Pipelining (I)

What is pipelining?
- We mentioned pipelining when discussing RISC machines. We say that RISC can leverage the pipelining to improve its instruction execution speed.
- So, what is pipelining?
  - A technique for implementing instruction-level parallelism within a single processor.
  - It tries to keep every part of the processor busy by dividing incoming instructions into a series of sequential steps performed by different processor units with different parts of the instructions processed in parallel.
- The idea may be too abstract to understand. Let’s use a real life example to illustrate it.

- Assume I have four loads of dirty laundry that need to be washed, dried, and folded. There is only one washer, one dryer, and I’m the only one who can fold. The washer takes 30 minutes to wash a load, dryer takes 40 minutes to dry a load, and it takes me 20 minutes to fold a load. How long it will take to do the four loads of dirty laundry?
  - Method one: wash, dry, and fold each laundry load sequentially
    - Slow: 6 hours for 4 loads $(30 + 40 + 20) \times 4$
  - Method two: wash, dry, and fold perform in parallel
    - Fast: 3.5 hours for 4 loads $30 + 40 \times 4 + 20$
- So, if we see the washer, dryer, and me folding as analogous to different part of the processor and see the dirty laundry loads as analogous to instructions, we then can implement pipelining by letting multiple instructions operate simultaneously using different resources.

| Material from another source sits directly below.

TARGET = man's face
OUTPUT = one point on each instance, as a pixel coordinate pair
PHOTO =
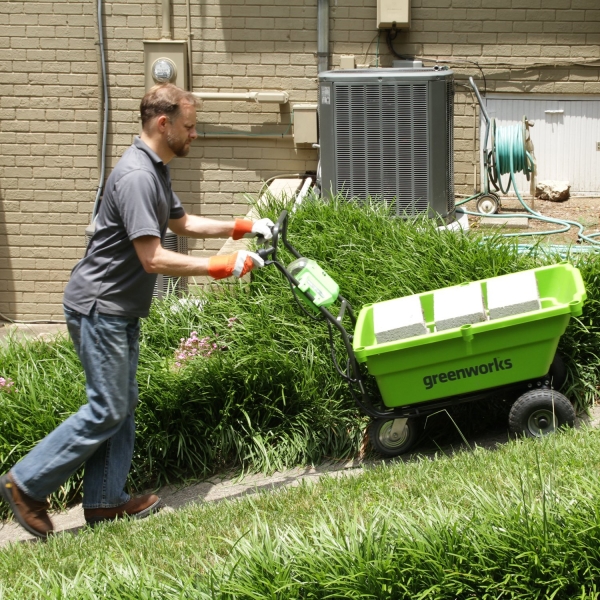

- Note that pipelining doesn’t improve the latency of a single instruction, but it improves the throughput of entire workload.
  - Latency refers to the amount of time between when the instruction is issued and when it is completed.
  - Throughput refers to the number of instructions that complete in a certain amount of time.

- Pipelining performance is limited by the slowest step. E.g., dryer in the above example.
- Unbalanced lengths of pipelining steps reduce the performance.

Multiple-stage vs Single-stage CPU
- Pipelining allows instructions be executed in parallel, so that programs can be processed more quickly.
- To process an instruction, a RISC CPU has several steps. E.g. fetch, decode, execute, and write back.
- Single-stage CPU: all steps are one stage
- Multiple-stage CPU: steps are in multiple stages
  - One latch layer for each stage to save temporary instruction result from the previous stage.
- Assume that time spent on each step (S1 ~ S4) is the same, which means if S1 takes 5 ns in multiple-stage, then it also takes 5 ns in single-stage. Assume all the latches take the same amount of time as well.

- What may be the layout if it is a 2-stage CPU? Notes: the balanced length of each stage.

- It seems like that the multiple-stage CPU takes more time than the single-stage CPU due to the extra latch time. Why we want to use the multiple-stage CPU?

- The single-stage CPU is like the all-in-one laundry combo unit. You have to do the dirty laundry loads one by one (sequentially). While the multiple-stage CPU is like the separate washer and dryer. You can do the dirty laundry loads in parallel. Although it takes a few minutes to put the washed load into the dryer, the time is less than the time it takes to wash or dry a load.